Have you been following ALMfamily's thread? He's looking at some very high-end stuff (and some more modest stuff) and sounds like the perfect starting point for your research.

Heres a list of his auditions.

Link to his thread, page 17 things really start to get interesting.


----------



## nova (Apr 30, 2006)

First off, welcome aboard.

For a nice system to "improve on TV speakers", and an entry level system, I'd suggest a 2.1 system rather than 5.1

I know you did not give a budget but I'd much rather listen to a couple of nice floor standers complimented by a sub rather and a decent 5.1 system. Of course 5.1 is great too. 

Really need a general budget to give you specific suggestions as one persons entry level may be $8000.00 and someone else may only wish to spend $800.00.


----------



## chashint (Jan 12, 2011)

http://www.sounddistributors.com/buynow.asp?action=detail&prid=275&crid=189&cat_name=Search

http://www.sounddistributors.com/bu...rid=243&cat_name=Klipsch+Home+Theater+Systems

http://www.sounddistributors.com/buynow.asp?action=detail&prid=199&crid=189&cat_name=Search

http://www.sounddistributors.com/buynow.asp?action=detail&prid=262&crid=189&cat_name=Search

http://www.sounddistributors.com/bu...=294&cat_name=Polk+Audio+Home+Theater+Systems

http://www.sounddistributors.com/bu...=127&crid=291&cat_name=BIC+Acoustech+Speakers

http://www.sounddistributors.com/bu...=516&crid=291&cat_name=BIC+Acoustech+Speakers

http://www.sounddistributors.com/bu...rid=243&cat_name=Klipsch+Home+Theater+Systems

http://www.sounddistributors.com/bu...rid=243&cat_name=Klipsch+Home+Theater+Systems

This place has a good reputation for being a reliable vendor.
Put TV15 in the coupon code field for 15% discount.

Many other places also have steller reputations.
http://www.abt.com/category/26/Speakers.html
http://www.electronics-expo.com/
http://www.jr.com/
http://www.vanns.com/shop/index.jsp


----------



## gdstupak (Jul 13, 2010)

I think this might be considered entry level:

Pioneer SP-PK51FS
http://www.pioneerelectronics.com/PUSA/Home/Home-Theater-Systems/SP-PK51FS

Raik has this post going:
http://www.hometheatershack.com/for...on/56453-home-theater-system-impressions.html


----------



## Oktyabr (Jan 31, 2012)

jwonno said:


> ... Though I do not have a particular budget in mind, I am *not* looking for audiophile quality speakers just something to improve on TV speakers giving more range & depth of sound...
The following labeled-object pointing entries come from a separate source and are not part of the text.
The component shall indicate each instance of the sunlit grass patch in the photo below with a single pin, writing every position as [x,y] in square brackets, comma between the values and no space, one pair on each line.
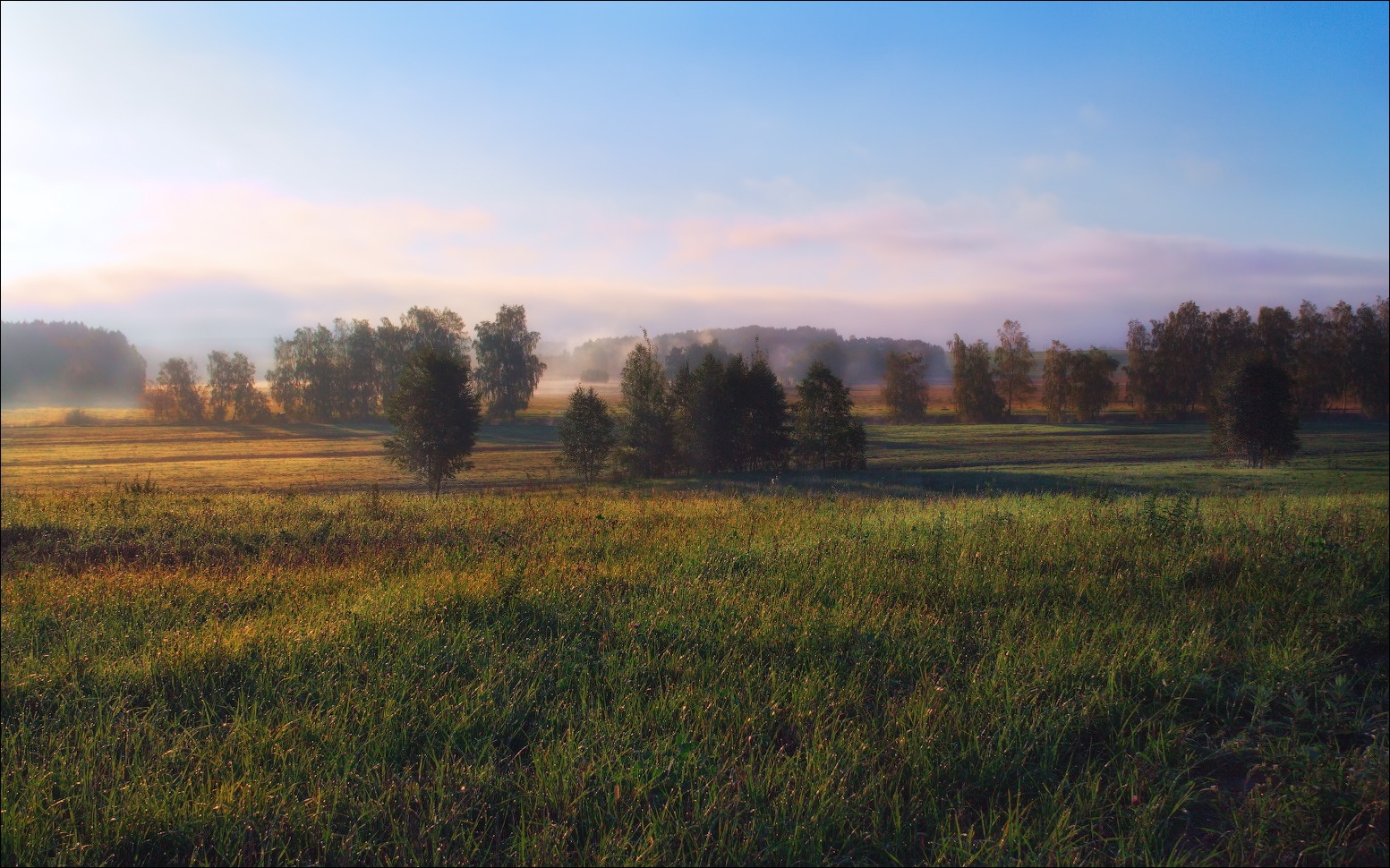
[693,678]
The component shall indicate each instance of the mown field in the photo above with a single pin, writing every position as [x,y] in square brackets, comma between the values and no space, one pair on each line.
[998,644]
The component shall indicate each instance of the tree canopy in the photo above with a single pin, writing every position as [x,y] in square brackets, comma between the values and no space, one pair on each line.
[1013,364]
[646,437]
[177,395]
[827,435]
[437,417]
[976,396]
[587,434]
[1256,414]
[68,362]
[231,389]
[905,387]
[507,369]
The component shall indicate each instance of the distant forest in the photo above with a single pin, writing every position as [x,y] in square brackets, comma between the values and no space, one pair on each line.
[789,353]
[67,362]
[1337,357]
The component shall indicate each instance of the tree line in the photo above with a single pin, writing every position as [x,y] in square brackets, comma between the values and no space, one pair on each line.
[1176,365]
[67,362]
[1332,356]
[721,414]
[716,415]
[351,371]
[789,353]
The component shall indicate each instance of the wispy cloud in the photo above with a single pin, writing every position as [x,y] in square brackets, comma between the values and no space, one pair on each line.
[891,266]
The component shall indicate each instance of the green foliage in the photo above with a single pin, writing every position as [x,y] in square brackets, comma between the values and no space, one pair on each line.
[1057,381]
[1013,364]
[587,434]
[905,387]
[437,417]
[231,389]
[177,395]
[1369,359]
[1256,415]
[646,428]
[507,365]
[349,371]
[1090,382]
[730,415]
[973,387]
[694,679]
[67,362]
[827,435]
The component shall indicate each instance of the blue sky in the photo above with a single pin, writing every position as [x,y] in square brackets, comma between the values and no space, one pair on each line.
[213,175]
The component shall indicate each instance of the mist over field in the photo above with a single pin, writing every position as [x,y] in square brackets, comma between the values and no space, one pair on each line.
[694,434]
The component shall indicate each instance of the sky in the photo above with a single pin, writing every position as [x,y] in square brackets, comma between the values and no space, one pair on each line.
[209,176]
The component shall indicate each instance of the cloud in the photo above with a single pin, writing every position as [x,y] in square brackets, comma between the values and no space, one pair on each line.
[886,266]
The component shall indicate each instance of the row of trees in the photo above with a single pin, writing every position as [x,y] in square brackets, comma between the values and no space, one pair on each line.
[67,362]
[1336,354]
[1176,365]
[789,353]
[731,415]
[985,382]
[352,370]
[719,415]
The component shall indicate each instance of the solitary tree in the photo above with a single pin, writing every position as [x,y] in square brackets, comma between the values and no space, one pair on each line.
[905,387]
[1057,381]
[437,417]
[1256,414]
[1091,387]
[646,413]
[1013,364]
[507,365]
[763,422]
[977,400]
[177,395]
[587,434]
[827,435]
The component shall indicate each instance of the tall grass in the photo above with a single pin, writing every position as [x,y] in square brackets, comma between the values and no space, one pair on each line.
[658,678]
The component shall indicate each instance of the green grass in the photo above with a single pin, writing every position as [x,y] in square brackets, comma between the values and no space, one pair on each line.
[691,677]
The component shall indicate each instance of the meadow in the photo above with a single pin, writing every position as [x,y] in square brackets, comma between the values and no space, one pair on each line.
[1015,643]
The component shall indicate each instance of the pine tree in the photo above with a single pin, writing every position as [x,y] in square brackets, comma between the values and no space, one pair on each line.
[826,434]
[437,417]
[646,437]
[587,434]
[764,424]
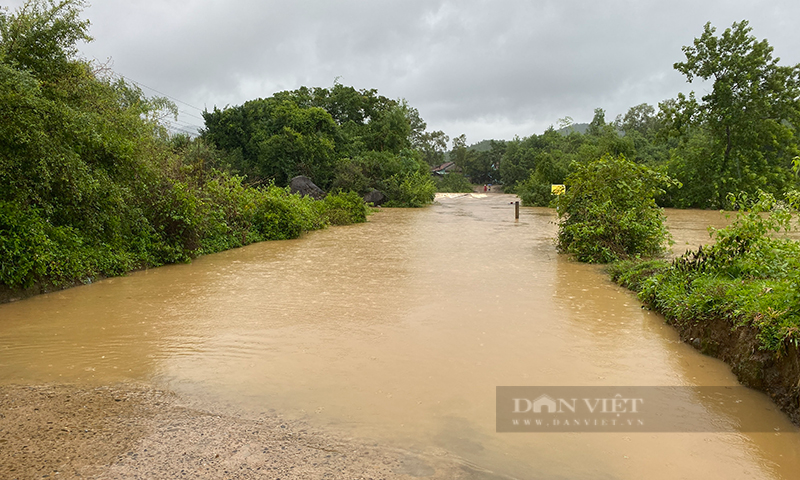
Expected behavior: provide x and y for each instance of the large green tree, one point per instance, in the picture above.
(742, 135)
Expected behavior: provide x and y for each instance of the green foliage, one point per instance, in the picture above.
(90, 185)
(749, 276)
(404, 178)
(344, 208)
(608, 211)
(535, 193)
(453, 183)
(742, 135)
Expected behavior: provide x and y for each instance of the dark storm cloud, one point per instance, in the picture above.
(484, 68)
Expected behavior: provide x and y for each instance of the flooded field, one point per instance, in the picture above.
(399, 331)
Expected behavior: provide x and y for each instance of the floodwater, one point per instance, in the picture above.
(398, 331)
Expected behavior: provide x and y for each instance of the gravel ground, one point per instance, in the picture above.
(136, 432)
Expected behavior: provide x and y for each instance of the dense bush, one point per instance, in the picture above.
(609, 213)
(404, 178)
(344, 208)
(749, 276)
(91, 185)
(453, 183)
(535, 193)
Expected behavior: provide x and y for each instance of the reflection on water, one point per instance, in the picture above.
(399, 330)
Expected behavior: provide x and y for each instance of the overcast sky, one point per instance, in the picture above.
(486, 69)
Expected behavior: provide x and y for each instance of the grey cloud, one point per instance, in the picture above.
(485, 68)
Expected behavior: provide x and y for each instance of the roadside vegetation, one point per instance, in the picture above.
(453, 183)
(92, 184)
(609, 211)
(749, 276)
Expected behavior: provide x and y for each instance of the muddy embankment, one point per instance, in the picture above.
(775, 373)
(134, 431)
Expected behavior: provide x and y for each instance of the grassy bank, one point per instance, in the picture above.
(738, 300)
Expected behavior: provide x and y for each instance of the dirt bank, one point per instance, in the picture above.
(776, 374)
(136, 432)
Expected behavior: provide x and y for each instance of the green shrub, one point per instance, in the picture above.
(534, 193)
(344, 208)
(609, 213)
(748, 277)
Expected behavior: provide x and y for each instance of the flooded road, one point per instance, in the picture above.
(399, 331)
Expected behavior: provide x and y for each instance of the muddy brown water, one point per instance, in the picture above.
(398, 331)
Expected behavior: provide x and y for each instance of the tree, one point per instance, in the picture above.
(750, 118)
(609, 212)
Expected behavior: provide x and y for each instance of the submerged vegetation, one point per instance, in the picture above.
(751, 276)
(92, 185)
(609, 211)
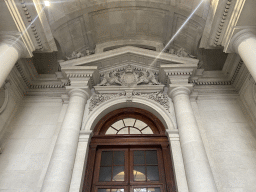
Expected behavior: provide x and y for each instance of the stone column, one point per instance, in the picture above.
(244, 43)
(197, 168)
(10, 52)
(58, 175)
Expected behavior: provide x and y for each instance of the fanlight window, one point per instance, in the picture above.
(129, 126)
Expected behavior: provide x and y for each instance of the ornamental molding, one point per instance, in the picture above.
(159, 97)
(229, 32)
(32, 26)
(129, 76)
(225, 14)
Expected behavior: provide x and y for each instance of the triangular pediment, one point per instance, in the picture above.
(128, 55)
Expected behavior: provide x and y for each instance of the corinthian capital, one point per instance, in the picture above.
(14, 40)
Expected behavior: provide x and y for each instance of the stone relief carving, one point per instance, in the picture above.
(128, 77)
(76, 54)
(159, 97)
(181, 52)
Infinity Primus supplies a lot of high fidelity bang-for-the buck at any budget. A pair of 363 for $660 for fronts, a pair of 253 for $440 for rears (or get a second pair to use as fronts as well and save $220), Primus 2-way center channel for $140. Mix and match your choice of receiver and sub(s).


----------



## TheLaw612 (Jan 17, 2012)

gdstupak said:


> I think this might be considered entry level:
> 
> Pioneer SP-PK51FS
> http://www.pioneerelectronics.com/PUSA/Home/Home-Theater-Systems/SP-PK51FS
> ...


I second this recommendation. I have the pioneer 5.0 and it sounds amazing. You can get the speakers for ridiculous prices on newegg.com during sales. Put the money you save buying these toward a great sub.


----------